Square Logs


       When I visited lumber mills and lumber retail outlets in Japan, I was
     impressed with the way the Japanese handle logs. By contrast, we appear
     to butcher and mutilate our timber. They treasure, enhance, and beautify
     it. I saw Japanese technicians study a log for hours before they decided
     how to cut it. When they did cut it, the waste material would fit in one
     hand. Many Japanese lumber mills cut only one log a day. They make more
     profit from that one log than some of our mills make on hundreds of
     trees.

       Now the Japanese are going even further. They have decided that round
     logs have more value when they are turned into square logs. That way the
     largest amount of waste -- that lost in trimming a round log until it is
     square, and then converting it into two-by-fours or whatever -- is
     eliminated.

       Scientist Yoshinori Kabayashi of the Nara Prefectural Forest Experiment
     Station near Osaka invented and developed a process that "cooks" round
     logs until they are square. The technique is startlingly simple. In his
     specially designed microwave "oven," the temperature of the log is raised
     to 250ÆF, thereby making the round log so pliable it can be massaged into
     the desired square shape. The log is allowed to cool to room temperature
     while still in the press process. Then it is heated again to the same
     temperature. The process does not damage wood fibers, but actually makes
     them stronger, denser, and less subject to warping or splitting. The
     specific gravity of the square log, its hardness, and its resistance to
     abrasion are all superior to that of the raw log. The pressure required
     to achieve the square profile is surprisingly low -- as low as 150 pounds
     per square inch. The log retains its square shape when released from the
     oven and the conversion pressure.

       During the squaring process, as the logs are compressed, a considerable
     amount of water is ejected, usually about five quarts from a
     three-foot-long cedar log. The resulting log is firmer and denser; it has
     been bumped into a higher-grade quality. After the process, the quality
     of a cedar log approximates that of the more expensive Japanese cypress.
     According to a Canadian expert, that could turn a $70 log into a $210
     product. How's that for value added? According to Kobayashi the
     possibilities do not stop there. Crooked, misshapen, and distorted logs,
     which in our forests today would be discarded or relegated to the chip
     pile, can be straightened and squared.
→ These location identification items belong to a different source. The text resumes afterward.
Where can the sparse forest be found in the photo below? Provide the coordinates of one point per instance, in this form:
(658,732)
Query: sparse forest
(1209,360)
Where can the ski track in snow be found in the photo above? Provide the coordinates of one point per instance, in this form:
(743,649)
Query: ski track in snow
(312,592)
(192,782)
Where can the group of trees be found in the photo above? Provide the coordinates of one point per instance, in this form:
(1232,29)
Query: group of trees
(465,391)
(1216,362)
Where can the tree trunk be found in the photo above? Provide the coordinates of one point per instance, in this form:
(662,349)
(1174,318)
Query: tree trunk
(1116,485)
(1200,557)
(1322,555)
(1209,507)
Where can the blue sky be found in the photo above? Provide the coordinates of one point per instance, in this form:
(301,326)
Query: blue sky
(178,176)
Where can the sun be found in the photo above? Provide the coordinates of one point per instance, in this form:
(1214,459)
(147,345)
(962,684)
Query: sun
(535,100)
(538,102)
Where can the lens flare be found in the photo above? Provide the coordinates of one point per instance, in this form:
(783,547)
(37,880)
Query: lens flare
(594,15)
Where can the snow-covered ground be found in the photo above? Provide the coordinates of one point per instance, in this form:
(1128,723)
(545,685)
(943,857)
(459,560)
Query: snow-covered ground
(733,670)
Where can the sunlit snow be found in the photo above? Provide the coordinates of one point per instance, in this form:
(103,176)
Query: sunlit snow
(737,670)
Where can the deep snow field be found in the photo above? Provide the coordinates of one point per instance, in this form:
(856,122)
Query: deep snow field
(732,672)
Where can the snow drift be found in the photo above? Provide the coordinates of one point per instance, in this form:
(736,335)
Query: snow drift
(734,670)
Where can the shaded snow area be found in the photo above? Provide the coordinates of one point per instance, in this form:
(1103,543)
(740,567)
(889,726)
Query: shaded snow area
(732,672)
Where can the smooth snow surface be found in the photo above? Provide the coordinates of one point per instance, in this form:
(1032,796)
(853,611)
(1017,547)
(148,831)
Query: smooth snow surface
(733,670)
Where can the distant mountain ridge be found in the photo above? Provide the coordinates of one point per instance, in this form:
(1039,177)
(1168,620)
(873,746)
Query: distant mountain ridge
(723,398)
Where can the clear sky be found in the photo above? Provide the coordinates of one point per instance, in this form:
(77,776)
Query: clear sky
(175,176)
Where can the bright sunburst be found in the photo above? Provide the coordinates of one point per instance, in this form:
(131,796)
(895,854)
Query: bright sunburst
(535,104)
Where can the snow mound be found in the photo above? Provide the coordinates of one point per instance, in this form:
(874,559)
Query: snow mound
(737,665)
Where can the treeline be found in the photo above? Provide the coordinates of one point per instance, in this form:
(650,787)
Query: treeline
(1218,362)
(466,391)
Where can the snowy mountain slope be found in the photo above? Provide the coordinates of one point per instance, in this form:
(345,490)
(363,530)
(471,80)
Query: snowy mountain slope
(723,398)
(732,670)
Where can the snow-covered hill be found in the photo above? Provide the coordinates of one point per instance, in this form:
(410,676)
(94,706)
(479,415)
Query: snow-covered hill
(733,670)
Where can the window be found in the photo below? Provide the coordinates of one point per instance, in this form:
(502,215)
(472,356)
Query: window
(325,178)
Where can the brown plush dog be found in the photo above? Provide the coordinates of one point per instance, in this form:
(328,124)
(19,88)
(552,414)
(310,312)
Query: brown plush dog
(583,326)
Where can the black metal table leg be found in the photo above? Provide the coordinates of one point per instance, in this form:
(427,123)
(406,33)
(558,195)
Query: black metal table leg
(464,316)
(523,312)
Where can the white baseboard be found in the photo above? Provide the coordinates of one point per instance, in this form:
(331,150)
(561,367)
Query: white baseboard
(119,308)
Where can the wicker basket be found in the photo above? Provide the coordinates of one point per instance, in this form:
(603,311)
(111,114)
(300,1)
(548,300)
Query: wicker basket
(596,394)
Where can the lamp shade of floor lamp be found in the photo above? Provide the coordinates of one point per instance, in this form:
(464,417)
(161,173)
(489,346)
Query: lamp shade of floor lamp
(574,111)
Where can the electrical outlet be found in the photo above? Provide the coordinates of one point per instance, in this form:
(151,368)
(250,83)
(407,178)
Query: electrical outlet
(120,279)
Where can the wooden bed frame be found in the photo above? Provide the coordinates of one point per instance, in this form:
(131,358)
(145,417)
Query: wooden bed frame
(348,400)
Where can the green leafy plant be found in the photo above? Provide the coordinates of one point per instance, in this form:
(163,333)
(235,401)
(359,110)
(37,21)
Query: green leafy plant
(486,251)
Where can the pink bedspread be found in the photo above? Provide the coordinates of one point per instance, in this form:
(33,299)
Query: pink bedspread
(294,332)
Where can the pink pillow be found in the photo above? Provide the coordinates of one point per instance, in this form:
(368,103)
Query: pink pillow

       Because of its size, the microwave oven used in the laboratory process
     has been used to test only short sections of logs. Such an oven
     constructed to handle commercial lengths of timber in sixteen-foot
     lengths is estimated to cost about $150,000, a relatively minor expense.
     The implications could be industry-shattering. If the Japanese find it
     economic to supply all of their 300,000 sawmills with factory-produced
     industrial models of this equipment, they could substantially increase
     the value of any log. Competing companies around the world would be left
     behind.

       The Japanese may agree to export their revolutionary log compressor --
     at their price, and after they have supplied their own country -- to
     friendly countries first. For now, though, the Nara prefectural
     government is not allowing anyone else to use the patent. It appears that
     Nara officials want companies in their prefecture to receive first
     opportunities. "After one or two years," says Kobayashi, "it will
     probably sell licenses for the technology outside the prefecture."